We carry on increasing the tree lengths to save by one each time and look for the nodes collapsing. By 90 steps (eight steps longer than the optimum) all nodes had collapsed to a single polychotomy (or unresolved tree). In other words we are deliberately decaying the tree to an unresolved bush – hence the Decay Index. (A common computer program used to calculate these numbers automatically is called TreeRot).

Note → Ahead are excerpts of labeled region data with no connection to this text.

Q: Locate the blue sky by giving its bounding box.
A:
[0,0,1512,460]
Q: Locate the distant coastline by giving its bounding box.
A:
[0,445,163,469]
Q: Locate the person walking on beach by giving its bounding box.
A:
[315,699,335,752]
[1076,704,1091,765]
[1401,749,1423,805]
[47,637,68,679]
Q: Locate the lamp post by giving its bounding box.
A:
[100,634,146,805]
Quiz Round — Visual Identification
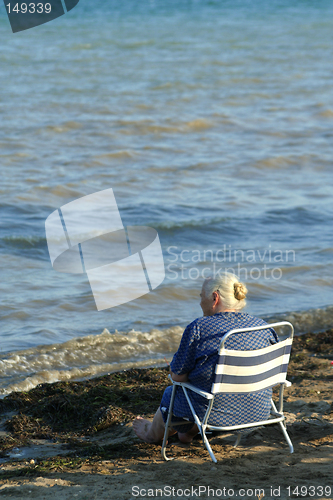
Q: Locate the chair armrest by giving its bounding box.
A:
[169,375,214,399]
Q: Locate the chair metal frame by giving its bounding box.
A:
[161,321,294,463]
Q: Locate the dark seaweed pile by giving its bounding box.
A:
[0,329,333,468]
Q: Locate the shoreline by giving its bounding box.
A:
[0,329,333,500]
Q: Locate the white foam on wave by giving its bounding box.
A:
[0,306,333,397]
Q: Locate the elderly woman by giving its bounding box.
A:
[133,273,279,443]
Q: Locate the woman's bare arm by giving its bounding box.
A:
[171,372,188,382]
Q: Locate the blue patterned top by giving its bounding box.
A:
[161,312,279,425]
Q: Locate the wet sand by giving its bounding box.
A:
[0,329,333,500]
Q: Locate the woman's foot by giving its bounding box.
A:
[178,424,199,444]
[133,417,159,443]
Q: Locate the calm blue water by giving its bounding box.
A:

The Bremer support is certainly worth calculating and including in your papers. But it falls somewhat short of perfection because it does not tell you what kind of support each of the nodes has.
For instance, a particular node may have just one character supporting it and a Bremer index of just 1, but that character could be an unambiguous synapomorphy. Alternatively, a node with high Bremer value may be justified only by the weight of many homoplasious characters. You can really only check the quality by looking at the character change output.
Another technique that has been applied to measure node support is the Bootstrap. This is a statistical technique where the data matrix is sampled for characters, the data matrix is made up to its original size by duplicating some of the characters remaining, and the analysis performed again to see what groupings are found. This is repeated many times and a majority rule consensus tree computed with numbers against the nodes given from a partition table. The procedure is activated from the Analysis menu. Figure 4 shows the relevant screen where you can set how many replications you would like (I would recommend no fewer than 1000), what kind of tree search you want (Heuristic and Branch & Bound are the only options) and what set level of the majority rule consensus tree you want (you would normally leave this at 50%). After analysis two things appear: a partition table and the Majority rule consensus tree with numbers applied against the nodes. In the lower part of Figure 4 I have carried out a Bootstrap analysis of the same data set used in the previous figure. In this instance I set the number of replications to 1000. The translation between the partition table and consensus tree is obvious. The partition table tells us what percentage of the times of sampling characters particular groups were recovered. So, a grouping of taxa 8 (Lebonichthys) and 9 (Albula) was recovered in 70.5% of the samplings. A grouping of taxa 3 and 4 was recovered in all samples, etc.
If you scan between the Bremer support values and the Bootstrap values for the same data set you will see that there is a very broad agreement, but there are anomalies. The Bremer support appears to be more discriminating that the Bootstrap. Many have criticised the Bootstrap being used for morphological data because there are relatively few characters and sampling may simply miss the inclusion of some characters more than others. Perhaps by increasing the number of replications this effect may be lessened. Boostrap techniques are probably more effective with molecular data in which there are several thousand characters.
For completeness, some of you may notice that there is another sampling option in PAUP*. This is called the Jacknife: it is similar to the Bootstrap in that it is a repetitive sampling routine, but it samples taxa rather than characters. I have not seen it used with morphological data.
At the bottom line, Bremer support should be given for morphological data.
KITCHING, I. J., P. L. FOREY, et al. (1998). Cladistics. Oxford, Oxford University Press.
I would like to express my thanks to Sinaeur Associates, Inc., for permission to use ‘screen dumps’ from the PAUP* program as part of the illustrated material in this article.